Fc-binding Hexamer Peptide Ligands for Immunoglobulin Purification

Abstract

Antibodies and their fragments have found a wide array of applications as pharmaceutical compounds, in addition to their common usage in the purification and localization of proteins. Antibody-based therapeutics accounts for roughly 20% of the therapeutic products in development in the USA, with the majority being of the immunoglobulin G (IgG) isotype. For IgG purification, affinity chromatography has been greatly used where Staphylococcus aureus Protein A and Streptococcus Protein G are the most common affinity ligands for IgG. However, the drawbacks associated with these two proteins have given rise to the searching for alternative affinity ligands for antibody purification. We therefore set our research goal as to find a small peptide that can bind hIgG through its Fc portion and can be used in purification of antibodies and Fc-fusion proteins. Small peptides are interesting for their advantages of being more stable, less immunogenic, less expensive and milder in elution than protein ligands.

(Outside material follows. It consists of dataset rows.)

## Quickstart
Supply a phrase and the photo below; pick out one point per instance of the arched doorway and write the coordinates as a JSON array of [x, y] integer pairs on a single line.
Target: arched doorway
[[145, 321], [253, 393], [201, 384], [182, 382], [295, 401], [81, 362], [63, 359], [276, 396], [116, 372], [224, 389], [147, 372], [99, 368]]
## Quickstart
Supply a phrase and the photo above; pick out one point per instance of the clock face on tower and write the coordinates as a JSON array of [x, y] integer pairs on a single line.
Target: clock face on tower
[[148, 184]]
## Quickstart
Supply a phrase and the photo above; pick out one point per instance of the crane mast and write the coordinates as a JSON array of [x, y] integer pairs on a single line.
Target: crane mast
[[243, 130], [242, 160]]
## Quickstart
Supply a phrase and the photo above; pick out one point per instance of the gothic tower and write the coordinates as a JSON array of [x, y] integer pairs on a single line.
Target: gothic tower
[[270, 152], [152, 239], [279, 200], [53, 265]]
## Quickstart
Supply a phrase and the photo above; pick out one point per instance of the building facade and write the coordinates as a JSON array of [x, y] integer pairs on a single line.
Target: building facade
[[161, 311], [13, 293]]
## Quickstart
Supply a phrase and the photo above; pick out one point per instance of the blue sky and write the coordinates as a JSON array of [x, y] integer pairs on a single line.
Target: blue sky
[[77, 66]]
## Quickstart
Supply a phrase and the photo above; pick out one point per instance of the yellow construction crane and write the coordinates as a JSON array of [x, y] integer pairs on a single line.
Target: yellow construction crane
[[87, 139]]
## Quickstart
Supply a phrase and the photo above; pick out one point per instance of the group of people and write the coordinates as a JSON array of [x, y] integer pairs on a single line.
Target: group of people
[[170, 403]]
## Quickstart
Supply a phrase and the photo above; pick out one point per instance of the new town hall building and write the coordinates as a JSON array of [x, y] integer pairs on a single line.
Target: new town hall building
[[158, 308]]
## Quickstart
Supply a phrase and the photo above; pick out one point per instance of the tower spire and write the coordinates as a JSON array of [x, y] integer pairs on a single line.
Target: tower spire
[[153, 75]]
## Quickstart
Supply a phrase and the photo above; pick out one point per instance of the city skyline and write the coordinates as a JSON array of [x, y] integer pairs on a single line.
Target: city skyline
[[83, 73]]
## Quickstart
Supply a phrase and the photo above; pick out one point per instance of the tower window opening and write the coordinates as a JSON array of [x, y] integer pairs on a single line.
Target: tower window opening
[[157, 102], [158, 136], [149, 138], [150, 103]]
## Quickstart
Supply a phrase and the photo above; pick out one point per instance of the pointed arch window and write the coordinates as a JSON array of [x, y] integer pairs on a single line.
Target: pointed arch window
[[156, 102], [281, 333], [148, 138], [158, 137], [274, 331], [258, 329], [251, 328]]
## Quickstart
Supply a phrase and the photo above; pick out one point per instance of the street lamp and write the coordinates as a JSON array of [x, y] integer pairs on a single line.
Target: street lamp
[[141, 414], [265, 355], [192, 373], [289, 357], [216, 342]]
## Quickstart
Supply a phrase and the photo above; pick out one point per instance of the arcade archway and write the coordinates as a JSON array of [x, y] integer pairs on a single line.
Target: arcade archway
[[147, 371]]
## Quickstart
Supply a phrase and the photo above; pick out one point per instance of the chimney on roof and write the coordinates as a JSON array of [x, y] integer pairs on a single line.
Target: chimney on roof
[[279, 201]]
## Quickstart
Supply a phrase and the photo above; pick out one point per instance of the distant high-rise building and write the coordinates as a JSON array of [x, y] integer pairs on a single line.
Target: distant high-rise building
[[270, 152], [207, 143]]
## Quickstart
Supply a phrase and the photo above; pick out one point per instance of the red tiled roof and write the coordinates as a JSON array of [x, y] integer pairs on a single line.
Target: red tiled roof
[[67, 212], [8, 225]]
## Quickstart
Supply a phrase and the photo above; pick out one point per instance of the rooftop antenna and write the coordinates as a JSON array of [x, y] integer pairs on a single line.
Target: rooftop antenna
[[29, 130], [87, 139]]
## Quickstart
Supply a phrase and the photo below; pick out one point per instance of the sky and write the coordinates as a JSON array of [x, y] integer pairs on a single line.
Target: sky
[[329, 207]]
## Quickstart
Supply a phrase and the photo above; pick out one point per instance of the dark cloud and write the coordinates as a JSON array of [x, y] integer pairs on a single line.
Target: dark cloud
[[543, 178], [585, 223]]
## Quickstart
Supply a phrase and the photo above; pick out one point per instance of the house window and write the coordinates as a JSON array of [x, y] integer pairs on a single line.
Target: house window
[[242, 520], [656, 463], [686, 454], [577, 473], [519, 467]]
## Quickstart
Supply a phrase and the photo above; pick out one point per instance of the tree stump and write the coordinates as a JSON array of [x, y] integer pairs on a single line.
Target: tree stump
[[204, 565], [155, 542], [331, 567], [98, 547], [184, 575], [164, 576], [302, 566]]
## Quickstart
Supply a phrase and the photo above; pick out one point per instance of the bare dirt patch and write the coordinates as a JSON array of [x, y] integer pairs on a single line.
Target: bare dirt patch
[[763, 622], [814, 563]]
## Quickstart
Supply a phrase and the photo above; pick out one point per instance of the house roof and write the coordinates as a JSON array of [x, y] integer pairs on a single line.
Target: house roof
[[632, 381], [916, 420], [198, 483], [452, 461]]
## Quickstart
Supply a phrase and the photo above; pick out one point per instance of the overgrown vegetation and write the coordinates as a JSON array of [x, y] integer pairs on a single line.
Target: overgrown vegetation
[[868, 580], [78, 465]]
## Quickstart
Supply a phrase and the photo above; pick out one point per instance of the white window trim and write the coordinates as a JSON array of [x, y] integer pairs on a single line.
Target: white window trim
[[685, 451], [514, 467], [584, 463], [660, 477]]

Peptides were searched by a radiolabeled-screening technique in a combinatorial linear hexamer peptide library built on solid phase Toyopearl AF-Amino resins. The screening identified a family of ligands with homogenous composition of His + aromatic group + positively charge group having the ability to match Protein A in binding human IgG (hIgG) through its Fc portion. The selectivity to the Fc portion is comparable to Protein A.

The HWRGWV ligand of the Fc-binding peptide family has been investigated in many aspects and exhibits some interesting tributes. It has broad binding spectrum. It can bind all subclasses of hIgG, human IgD, IgE, IgM, and to a less extent human secretory IgA. It also displays the ability to retain chicken and several mammalian IgGs. Deglycosylation of hIgG has no influence on its binding to the HWRGWV ligand and the ligand does not compete with Protein A or Protein G in binding hIgG. It is suggested by the mass spectrometry data that HWRGWV binds to the pFc portion of hIgG and interacts with the amino acids SNGQPEN in the loop Ser383 — Asn389 by specific interactions. The selectivity of the HWRGWV resin to Fc over Fab is affected by its peptide density which also influences the equilibrium constant for hIgG. Increasing density increases both the association constant which is in the order of 105 M-1 and the binding of the Fab fragment. A ligand density of around 0.1 meq—g was determined to have both the specificity and appropriate affinity to Fc.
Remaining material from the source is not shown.